Max-Planck-Gesellschaft Im Zweifel hat der Direktor recht

Wie geht die angesehene Max-Planck-Gesellschaft mit ihrem wissenschaftlichen Nachwuchs um? Es mehren sich die Fälle, in denen Direktorenherrlichkeit unwidersprochen bleibt.
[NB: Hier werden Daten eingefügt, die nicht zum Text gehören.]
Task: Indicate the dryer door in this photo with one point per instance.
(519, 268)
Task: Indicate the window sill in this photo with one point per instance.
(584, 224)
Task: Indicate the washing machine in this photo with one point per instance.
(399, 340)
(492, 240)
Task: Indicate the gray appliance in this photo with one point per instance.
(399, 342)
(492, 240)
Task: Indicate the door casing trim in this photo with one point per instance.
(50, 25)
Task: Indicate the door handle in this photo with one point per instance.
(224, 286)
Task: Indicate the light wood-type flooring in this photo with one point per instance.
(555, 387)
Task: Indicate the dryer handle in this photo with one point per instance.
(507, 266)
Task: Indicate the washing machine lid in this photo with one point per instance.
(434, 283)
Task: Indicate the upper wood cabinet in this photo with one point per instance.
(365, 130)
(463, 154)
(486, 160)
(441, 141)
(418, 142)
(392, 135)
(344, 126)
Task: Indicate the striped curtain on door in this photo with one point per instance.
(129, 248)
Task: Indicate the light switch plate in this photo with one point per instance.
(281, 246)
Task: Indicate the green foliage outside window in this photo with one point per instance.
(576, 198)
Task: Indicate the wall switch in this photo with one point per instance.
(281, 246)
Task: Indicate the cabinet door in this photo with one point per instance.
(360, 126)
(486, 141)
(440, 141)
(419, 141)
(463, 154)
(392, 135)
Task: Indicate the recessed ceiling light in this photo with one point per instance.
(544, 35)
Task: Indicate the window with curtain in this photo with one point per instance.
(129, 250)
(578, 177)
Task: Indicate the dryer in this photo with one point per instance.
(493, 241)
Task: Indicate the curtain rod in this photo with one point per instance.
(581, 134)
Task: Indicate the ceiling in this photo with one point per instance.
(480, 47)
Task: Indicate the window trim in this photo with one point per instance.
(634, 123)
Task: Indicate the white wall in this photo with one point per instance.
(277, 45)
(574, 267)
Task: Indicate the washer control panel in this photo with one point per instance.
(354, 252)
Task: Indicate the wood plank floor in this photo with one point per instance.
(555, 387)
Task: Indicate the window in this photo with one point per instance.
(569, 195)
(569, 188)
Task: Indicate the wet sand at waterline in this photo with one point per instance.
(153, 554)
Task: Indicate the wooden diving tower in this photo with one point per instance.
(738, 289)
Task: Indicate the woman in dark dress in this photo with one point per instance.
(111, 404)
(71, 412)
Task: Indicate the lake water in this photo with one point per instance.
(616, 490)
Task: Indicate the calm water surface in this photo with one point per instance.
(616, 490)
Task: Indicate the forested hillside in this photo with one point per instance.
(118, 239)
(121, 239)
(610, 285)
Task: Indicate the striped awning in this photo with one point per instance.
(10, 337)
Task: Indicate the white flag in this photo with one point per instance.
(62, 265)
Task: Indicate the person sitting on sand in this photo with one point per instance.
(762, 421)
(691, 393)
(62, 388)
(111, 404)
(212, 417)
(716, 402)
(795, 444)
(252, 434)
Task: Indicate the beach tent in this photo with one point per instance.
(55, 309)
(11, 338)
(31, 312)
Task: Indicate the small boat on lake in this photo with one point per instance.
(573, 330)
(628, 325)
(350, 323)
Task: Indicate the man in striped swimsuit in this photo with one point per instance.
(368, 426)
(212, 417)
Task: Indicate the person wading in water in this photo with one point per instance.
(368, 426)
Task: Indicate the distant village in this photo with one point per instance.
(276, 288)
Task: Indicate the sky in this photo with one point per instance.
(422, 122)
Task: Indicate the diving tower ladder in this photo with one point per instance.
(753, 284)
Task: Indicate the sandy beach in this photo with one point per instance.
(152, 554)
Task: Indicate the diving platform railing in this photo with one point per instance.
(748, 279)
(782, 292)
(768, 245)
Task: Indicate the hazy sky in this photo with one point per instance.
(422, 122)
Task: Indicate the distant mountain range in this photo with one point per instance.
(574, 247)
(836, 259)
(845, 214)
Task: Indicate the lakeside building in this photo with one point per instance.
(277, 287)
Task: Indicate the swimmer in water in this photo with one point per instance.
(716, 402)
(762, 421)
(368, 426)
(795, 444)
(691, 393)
22.10.2014, von Sven Grünewald

„Wir leben nicht mehr in den fünfziger Jahren des letzten Jahrhunderts, wo ein Direktor wie ein kleiner König herrschen konnte“, betonte Peter Gruss, bis Juni 2014 Präsident der Max-Planck-Gesellschaft (MPG), in seiner Abschiedsrede vor dem Wissenschaftlichen Rat der MPG. Dass er so deutliche Kritik übte, hatte seinen Grund. Anfang des Jahres bekam er von Doktorandenvertretern eine schwarze Liste mit seit Jahren bestehenden und verschleppten Problemen in der Nachwuchsförderung überreicht. „Wissenschaftlicher Nachwuchs bedeutet nicht billige Arbeitskräfte“, ergänzte Gruss und betonte die Verantwortung, die seitens der Direktoren gegenüber Nachwuchs bestehe.

Mit Martin Stratmann ist seit einigen Monaten ein neuer Präsident im Amt, der vor denselben tiefgehenden Problemen steht. Nach außen bemüht sich die Generalverwaltung der MPG zwar um Aufklärung, übt bei Fehlverhalten auch Druck auf Direktoren aus und betont, wie wichtig ihr der Input des eigenen Nachwuchses ist. Hinter den Kulissen geschieht jedoch das Gegenteil. Die Generalverwaltung der MPG gibt sich jede Mühe, Kritik zu unterbinden und wenn es darauf ankommt im Interesse der Direktoren zu handeln.